When you drink fizzy pop, the fizziness comes from bubbles of a gas called carbon dioxide.
Carbon dioxide becomes acidic when it’s dissolved. When the acid hits your mouth, your nerves send messages to your brain triggering heat and pain receptors.
Scientists aren’t sure why the acid in fizzy pop feels good but whatever the reason, you can enjoy drinking CO2 with this fizzy soup!
Preparation
To make fizzy soup, you will need:
- A bowl
- Scissors
- Dried apricots, cranberries, and rasins
- Lemonade (try our recipe!)
What’s going to happen? The pieces of fruit will wiggle, float to the top and then sink back down again. They’ll repeat their performance for hours!
How to make Science Soup
- Cut the dried apricots with scissors into raisin size pieces.

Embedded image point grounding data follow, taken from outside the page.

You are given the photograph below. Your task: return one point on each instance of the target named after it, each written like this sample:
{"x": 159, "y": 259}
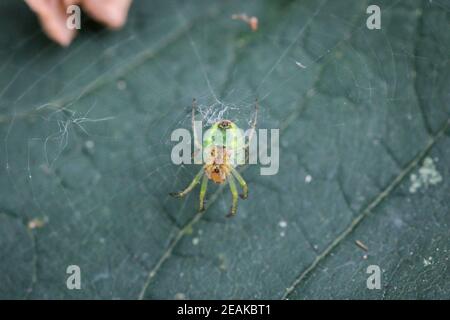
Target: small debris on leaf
{"x": 251, "y": 21}
{"x": 361, "y": 245}
{"x": 36, "y": 223}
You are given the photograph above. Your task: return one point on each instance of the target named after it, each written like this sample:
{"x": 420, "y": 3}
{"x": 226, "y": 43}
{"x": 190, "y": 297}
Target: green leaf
{"x": 364, "y": 152}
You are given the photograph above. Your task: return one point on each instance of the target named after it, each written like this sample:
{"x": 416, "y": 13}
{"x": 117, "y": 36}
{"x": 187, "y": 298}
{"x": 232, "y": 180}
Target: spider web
{"x": 86, "y": 140}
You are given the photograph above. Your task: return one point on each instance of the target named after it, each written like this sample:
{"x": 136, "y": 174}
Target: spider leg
{"x": 242, "y": 183}
{"x": 203, "y": 192}
{"x": 252, "y": 132}
{"x": 253, "y": 127}
{"x": 197, "y": 143}
{"x": 234, "y": 194}
{"x": 191, "y": 186}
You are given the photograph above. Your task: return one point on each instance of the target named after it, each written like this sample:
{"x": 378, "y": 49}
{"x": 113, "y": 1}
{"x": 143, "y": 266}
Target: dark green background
{"x": 360, "y": 119}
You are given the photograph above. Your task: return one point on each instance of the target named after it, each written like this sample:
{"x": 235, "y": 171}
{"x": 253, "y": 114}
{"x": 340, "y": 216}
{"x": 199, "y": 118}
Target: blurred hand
{"x": 53, "y": 16}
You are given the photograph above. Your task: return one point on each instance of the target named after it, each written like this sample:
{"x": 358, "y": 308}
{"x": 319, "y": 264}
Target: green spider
{"x": 218, "y": 164}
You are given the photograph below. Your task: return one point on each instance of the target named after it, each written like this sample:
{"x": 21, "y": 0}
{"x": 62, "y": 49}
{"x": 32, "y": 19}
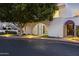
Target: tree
{"x": 23, "y": 13}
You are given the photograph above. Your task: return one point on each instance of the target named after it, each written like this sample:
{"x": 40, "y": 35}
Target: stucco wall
{"x": 56, "y": 27}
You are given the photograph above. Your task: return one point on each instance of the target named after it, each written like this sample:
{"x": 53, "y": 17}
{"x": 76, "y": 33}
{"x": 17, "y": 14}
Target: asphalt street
{"x": 33, "y": 47}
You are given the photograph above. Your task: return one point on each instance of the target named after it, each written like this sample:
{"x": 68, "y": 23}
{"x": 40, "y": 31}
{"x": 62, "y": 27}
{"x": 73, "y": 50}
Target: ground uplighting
{"x": 30, "y": 36}
{"x": 7, "y": 35}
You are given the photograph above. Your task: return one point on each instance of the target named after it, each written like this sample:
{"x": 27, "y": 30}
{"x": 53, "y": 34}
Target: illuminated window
{"x": 56, "y": 14}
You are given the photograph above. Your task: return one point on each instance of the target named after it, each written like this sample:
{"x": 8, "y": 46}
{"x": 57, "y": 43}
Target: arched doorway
{"x": 40, "y": 29}
{"x": 69, "y": 28}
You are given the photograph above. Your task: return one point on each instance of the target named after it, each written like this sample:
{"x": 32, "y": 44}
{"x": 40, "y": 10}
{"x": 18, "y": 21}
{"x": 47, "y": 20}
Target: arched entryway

- Combine the apricots, cranberries, and raisins into a bowl.
- Pour the fizzy lemonade over the fruit!
Dried fruit is more dense than fizzy pop so pieces of fruit sink to the bottom of the bowl of soda.
When bubbles of carbon dioxide bump into the rough surface of the dried fruit, the get trapped.
Eventually enough gas gets trapped beneath the dried fruit to lift it to the surface. At the top, the air escapes and the fruit sinks.
This cycle continues into almost all of the CO2 has escaped and the soda is flat. By then your fizzy pop will be infused with the flavours of the fruit!
To find out more about liquids and density, you should listen to Kareena’s Chemistry!
In this episode, chemistry superhero K-Mistry tells us about different liquids and their thickness…
Here’s a bonus idea: Why not play some funky tunes as you watch the dancing raisins?
You can see them bust their moves as you dance with them!